DURP - eZine from the progressive ocean

Interview

Instrumentalalben sind oft geprägt von purer Selbstverliebtheit – auch wenn es natürlich keiner zugibt. Trotzdem hat man häufig des Gefühl, es ginge den Künstlern überhaupt nicht darum, Songs zu schreiben, sondern dem Hörer – und vor allem den Kollegen – zu demonstrieren, wie technisch versiert man doch ist. Scott Rockenfield – den meisten Lesern sicher bekannt als Drummer von Queensryche – und Paul Speer beweisen mit "Hells Canyon" dass es auch anders geht.

Renald Mienert fragte Paul Speer nach Einzelheiten.

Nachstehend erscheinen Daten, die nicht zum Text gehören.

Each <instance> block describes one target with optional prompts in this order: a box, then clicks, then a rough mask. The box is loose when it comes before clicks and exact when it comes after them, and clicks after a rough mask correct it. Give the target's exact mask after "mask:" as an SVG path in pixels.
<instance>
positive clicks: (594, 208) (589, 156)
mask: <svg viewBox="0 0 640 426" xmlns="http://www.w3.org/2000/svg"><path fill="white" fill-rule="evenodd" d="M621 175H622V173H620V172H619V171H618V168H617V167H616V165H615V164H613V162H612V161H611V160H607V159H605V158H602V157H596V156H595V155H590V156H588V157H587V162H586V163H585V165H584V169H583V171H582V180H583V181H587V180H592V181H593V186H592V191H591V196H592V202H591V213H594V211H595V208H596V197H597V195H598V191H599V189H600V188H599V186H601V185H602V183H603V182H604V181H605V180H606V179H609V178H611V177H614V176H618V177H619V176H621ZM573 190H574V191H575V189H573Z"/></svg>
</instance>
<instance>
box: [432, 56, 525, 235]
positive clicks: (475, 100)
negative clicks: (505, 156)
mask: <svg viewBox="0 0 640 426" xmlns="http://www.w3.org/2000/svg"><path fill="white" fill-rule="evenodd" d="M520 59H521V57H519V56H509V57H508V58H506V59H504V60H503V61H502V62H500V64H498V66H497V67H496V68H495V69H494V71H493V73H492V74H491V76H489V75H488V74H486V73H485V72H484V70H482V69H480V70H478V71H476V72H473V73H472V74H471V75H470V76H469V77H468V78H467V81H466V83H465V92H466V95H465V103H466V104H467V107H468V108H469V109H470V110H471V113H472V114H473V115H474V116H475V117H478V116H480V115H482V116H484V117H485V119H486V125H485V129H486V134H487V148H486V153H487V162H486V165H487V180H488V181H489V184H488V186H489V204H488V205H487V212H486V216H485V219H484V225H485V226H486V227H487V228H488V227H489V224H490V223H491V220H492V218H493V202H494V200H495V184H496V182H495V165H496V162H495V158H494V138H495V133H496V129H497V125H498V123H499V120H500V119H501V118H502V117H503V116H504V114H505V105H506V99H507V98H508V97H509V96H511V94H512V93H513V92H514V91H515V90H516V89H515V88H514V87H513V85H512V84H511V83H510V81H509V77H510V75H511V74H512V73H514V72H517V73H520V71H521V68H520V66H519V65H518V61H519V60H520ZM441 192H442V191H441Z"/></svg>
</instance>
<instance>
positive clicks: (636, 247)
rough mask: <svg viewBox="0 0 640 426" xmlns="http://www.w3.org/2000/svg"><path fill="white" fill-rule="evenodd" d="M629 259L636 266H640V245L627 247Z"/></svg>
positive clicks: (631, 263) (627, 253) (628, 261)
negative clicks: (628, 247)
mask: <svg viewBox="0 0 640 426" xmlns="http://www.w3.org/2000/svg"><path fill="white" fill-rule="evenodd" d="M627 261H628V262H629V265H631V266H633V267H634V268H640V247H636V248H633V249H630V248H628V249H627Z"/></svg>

Paul Speer ist einer der Künstler, die eher im Hintergrund agieren. Dabei hat er schon als Kind angefangen, gemeinsam mit seinen Geschwistern in einer Band zu spielen – damals war er gerade mal elf Jahre alt. Später verschlug es den in Idaho geborenen Künstler noch Los Angeles, wo er seine Liebe zum Job eines Produzenten entdeckte. Gerade auf diesem Gebiet hat Paul es zu einer wahren Perfektion gebracht, die sich in zahlreichen Auszeichnungen widerspiegelt – aber darüber hinaus wird er auch immer wieder als Musiker aktiv, und das nicht weniger schlecht, wie "Hells Canyon" zeigt.


Meine Heimat ist nicht weit entfernt vom Hells Canyon. Als ich diesen Ort einmal besuchte, wurde mir so richtig bewusst, wieviele historischer Ereignisse mit diesem Platz verknüpft sind und diese Erkenntnis inspirierte mich. Ich sprach mit Scott über die Idee für dieses Album – über diese Legenden und Geschichten - und ihm gefiel sie auch.

Aber "Hells Canyon" ist nicht die erste Zusammenarbeit dieser beiden Künstler.

Ein Freund machte uns 1993 miteinander bekannt, das war in Seattle während eines Konzertes von Tangerine Dream.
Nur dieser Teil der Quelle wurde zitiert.